I'm trying to find differentially abundant proteins in different environmental (carbon sources, growth rates, stressors) conditions in E. coli. Altogether, I have absolute proteomics data for 2359 proteins (in 22 conditions). For each protein I have the protein count, and the coefficient of variance from three replicates in every condition. I want to do pairwise comparisons between conditions to identify proteins that change from one condition to the other. For the task, I am attempting to use Deseq2 on R.
The problem is that I have the data (Schmidt et al 2016) as the abundance estimate based on 3 replicates, and the coefficient of variance (standard deviation/mean) for each protein in each condition. The DESeq() function, however, requires the protein counts in all 3 replicates. The problem with DESeq() function is that if no information of replicates is given, it compares each condition to the 21 other conditions which is what I don't want as I want pairwise comparisons.

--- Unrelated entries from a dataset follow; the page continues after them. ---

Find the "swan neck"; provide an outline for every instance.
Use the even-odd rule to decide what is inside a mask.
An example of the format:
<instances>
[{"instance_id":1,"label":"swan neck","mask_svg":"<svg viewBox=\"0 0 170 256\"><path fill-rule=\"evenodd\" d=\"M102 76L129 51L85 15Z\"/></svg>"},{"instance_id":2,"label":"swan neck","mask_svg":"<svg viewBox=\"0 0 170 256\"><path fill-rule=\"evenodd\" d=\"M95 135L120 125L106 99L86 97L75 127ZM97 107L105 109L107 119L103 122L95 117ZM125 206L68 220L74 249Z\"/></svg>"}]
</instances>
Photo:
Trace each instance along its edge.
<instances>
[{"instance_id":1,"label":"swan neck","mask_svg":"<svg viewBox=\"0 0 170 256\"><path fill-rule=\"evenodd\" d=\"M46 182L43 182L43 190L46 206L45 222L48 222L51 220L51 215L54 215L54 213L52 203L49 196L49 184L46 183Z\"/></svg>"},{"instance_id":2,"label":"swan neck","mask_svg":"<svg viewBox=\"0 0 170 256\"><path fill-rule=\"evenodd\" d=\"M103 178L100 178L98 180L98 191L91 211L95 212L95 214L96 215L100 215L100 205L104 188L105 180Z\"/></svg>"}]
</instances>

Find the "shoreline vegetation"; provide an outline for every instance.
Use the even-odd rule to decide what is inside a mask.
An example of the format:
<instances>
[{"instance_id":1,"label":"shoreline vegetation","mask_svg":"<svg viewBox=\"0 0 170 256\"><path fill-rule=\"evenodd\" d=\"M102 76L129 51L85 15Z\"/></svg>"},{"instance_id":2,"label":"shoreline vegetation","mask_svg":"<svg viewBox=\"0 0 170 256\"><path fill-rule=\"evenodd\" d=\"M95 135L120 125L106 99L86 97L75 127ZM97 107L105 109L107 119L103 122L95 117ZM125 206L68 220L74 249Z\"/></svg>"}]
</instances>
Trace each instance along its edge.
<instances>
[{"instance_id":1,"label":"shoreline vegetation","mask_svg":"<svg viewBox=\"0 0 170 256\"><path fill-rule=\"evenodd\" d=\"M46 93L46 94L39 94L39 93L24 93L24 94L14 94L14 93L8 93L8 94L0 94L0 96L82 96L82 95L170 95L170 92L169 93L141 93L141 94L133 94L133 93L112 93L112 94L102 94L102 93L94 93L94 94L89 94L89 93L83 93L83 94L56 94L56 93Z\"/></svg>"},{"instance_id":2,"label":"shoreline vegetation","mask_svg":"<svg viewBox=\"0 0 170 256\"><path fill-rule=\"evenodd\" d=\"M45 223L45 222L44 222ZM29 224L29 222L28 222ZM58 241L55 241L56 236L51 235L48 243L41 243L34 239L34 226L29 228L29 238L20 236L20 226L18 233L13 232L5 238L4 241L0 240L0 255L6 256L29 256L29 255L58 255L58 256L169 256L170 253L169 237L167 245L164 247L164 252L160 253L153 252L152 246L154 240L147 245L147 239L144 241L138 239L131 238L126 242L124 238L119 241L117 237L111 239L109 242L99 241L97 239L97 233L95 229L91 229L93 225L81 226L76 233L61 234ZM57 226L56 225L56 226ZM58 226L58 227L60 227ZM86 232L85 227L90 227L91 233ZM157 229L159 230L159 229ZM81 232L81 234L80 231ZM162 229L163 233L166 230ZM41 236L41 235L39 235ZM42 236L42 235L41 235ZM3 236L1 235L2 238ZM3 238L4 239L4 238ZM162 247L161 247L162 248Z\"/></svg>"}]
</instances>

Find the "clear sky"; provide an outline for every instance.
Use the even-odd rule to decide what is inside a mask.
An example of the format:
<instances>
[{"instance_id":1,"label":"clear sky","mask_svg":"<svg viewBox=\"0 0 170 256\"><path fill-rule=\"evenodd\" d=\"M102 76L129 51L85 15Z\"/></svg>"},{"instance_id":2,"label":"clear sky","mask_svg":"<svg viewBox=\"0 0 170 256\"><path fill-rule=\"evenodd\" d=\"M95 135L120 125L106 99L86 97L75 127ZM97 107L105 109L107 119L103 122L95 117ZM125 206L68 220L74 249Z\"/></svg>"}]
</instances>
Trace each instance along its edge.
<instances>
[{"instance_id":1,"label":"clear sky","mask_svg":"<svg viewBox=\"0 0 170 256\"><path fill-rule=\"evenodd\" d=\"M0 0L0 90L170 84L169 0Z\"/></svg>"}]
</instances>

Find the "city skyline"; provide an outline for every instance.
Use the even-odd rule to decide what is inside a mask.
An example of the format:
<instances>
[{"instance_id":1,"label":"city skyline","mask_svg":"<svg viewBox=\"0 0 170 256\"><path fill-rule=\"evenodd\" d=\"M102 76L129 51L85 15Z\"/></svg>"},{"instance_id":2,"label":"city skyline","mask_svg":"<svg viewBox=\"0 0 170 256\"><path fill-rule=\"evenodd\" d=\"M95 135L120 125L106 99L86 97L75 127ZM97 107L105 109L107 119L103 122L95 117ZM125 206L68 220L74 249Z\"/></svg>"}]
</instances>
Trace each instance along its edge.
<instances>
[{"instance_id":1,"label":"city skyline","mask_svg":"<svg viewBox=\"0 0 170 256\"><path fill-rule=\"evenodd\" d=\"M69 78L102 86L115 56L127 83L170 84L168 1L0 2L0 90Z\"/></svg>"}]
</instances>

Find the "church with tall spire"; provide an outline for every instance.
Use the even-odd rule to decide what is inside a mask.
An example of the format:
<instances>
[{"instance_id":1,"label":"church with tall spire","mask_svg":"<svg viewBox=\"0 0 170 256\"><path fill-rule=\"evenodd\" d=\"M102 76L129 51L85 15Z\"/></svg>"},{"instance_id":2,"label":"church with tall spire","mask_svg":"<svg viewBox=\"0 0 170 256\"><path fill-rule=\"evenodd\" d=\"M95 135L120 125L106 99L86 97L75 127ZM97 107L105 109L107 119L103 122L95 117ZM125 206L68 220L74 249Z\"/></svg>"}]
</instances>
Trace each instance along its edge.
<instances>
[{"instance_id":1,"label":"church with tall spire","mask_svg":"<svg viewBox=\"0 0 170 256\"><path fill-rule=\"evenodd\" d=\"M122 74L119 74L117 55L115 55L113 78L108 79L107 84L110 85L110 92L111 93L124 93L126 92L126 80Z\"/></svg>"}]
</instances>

I thought of the following to circumvent the problem: Simulate the replicate information, for instance by sampling 3 replicates from normal distribution where mean = protein count and std = coefficient of variance * mean. However, I'm wondering if there is a neater way of doing this. If I'm not mistaken, the DESeq() function uses the triplicate information to calculate the variance between the triplicates anyway, so I would like to convey the information I already have to the function.
The code I'm using works, but in case it's useful:
#Load the data data = read.csv(file="Ecoli_proteome.csv", header=TRUE, sep=",") cts = data.matrix(data) coldata = colnames(cts) # Remove NA's as it disturbs the DESeq function narows = apply(cts, 1, function(x) any(is.na(x))) ctcClean = cts[ !narows, ] # Define the sample names samples = data.frame(row.names=c(coldata), condition=as.factor(coldata)) dds =DESeqDataSetFromMatrix(countData = ctcClean, colData = samples, design = ~ condition) ddsDE = DESeq(dds) # I used contrast attribute to find differences between Glucose and Glycerol, however, I would like the analysis to originally only take into account these two conditions. ddsRES = results(ddsDE, contrast=c("condition", "Glucose", "Glycerol")
Would anybody have experience or knowledge about how to proceed?